身体の部位や、年齢・栄養状態などの個人差によって、脂肪の量は大きく違い、皮下組織の厚さにも差がでてきます。
皮下組織に蓄えられる脂肪は、多すぎると重くなって下がり、たるんでしまうし、少なすぎても弾力をなくしてたるみます。
ちょうどいい量を保つことが、肌をいい状態にしてくれるのです。
また、急激なダイエットや加齢によっても、皮下組織の脂肪量が減ると肌はたるんだ状態になります。
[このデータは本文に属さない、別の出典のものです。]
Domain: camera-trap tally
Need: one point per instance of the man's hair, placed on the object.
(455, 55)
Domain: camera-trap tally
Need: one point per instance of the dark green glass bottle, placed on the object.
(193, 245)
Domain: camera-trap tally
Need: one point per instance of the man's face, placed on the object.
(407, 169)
これは、皮下組織だけでなく、その上の層である真皮層のコラーゲン量などにも関係してくるのですが、そのときに大切なのは、この2つのつながり部分です。
真皮層と皮下組織層とがしっかりとつながりあい、お互いをがっちりつかみ合って支えあっているうちは肌は弾力を持っていますが、年齢を重ねてくると、どうしてもつかみ合う力が弱くなってしまいます。
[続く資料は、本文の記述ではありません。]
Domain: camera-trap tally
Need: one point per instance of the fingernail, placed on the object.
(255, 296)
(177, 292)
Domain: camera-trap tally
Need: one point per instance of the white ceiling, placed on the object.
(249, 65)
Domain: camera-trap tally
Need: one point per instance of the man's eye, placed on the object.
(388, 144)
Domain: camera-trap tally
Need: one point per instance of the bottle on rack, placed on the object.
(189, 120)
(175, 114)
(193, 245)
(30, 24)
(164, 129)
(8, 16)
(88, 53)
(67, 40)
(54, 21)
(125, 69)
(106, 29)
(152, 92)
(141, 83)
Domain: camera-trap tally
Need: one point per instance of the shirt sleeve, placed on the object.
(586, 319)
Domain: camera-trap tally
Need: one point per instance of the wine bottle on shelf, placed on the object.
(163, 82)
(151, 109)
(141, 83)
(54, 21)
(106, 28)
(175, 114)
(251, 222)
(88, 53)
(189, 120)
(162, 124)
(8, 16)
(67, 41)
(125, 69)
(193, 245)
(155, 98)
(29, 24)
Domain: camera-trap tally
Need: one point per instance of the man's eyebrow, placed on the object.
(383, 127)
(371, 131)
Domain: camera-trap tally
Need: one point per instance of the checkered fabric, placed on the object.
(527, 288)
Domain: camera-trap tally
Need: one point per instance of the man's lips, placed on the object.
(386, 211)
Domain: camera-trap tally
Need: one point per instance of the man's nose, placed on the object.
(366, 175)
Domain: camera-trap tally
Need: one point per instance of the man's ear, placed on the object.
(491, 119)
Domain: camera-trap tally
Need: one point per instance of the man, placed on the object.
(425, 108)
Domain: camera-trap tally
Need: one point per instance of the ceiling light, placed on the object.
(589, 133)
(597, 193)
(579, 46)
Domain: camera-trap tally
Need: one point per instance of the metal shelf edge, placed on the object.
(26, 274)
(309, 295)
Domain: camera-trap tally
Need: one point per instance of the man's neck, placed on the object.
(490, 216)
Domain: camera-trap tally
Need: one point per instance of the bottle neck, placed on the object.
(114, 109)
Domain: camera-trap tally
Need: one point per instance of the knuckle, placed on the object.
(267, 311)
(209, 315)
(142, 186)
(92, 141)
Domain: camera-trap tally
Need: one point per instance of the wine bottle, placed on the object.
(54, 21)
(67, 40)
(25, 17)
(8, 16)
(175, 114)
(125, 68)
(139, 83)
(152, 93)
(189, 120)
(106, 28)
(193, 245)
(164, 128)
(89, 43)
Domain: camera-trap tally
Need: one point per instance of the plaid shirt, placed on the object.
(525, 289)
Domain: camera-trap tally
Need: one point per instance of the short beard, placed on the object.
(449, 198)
すると、皮下組織は重力に負けて下がり、たるんできます。
このように、皮下組織はたるみと重要なつながりを持っているのです。
皮下組織は、たるみと密接な関係がありますが、肌の透明度にも大きくかかわっています。
透明度とは、簡単にいえば肌の明るさのことです。
皮下組織には毛細血管が走っていますが、肌の明るさは、この毛細血管を流れる血液によって左右されるのです。
血行が良く新鮮な血液が流れていれば、健康的で明るく透明感のある肌に見えますが、血行が悪く酸素を失った鮮度の低い血液が留まっていると、顔色が悪く、くすんで見えるのです。
肌の透明感を保つには、何はさておいても、血行を良くすることが大切です。
冷たい食べ物を控えて暖かい食べ物を食べる、ぬるめのお風呂にゆっくりつかるなどして血行が良くなれば、透明度はずいぶん上がってきます。
皮下組織は皮膚のもっとも基盤になるところ。
皮下組織がしっかりしていないと、その上の層にも悪い影響が出てしまうので、いつも気にかけていたいですね。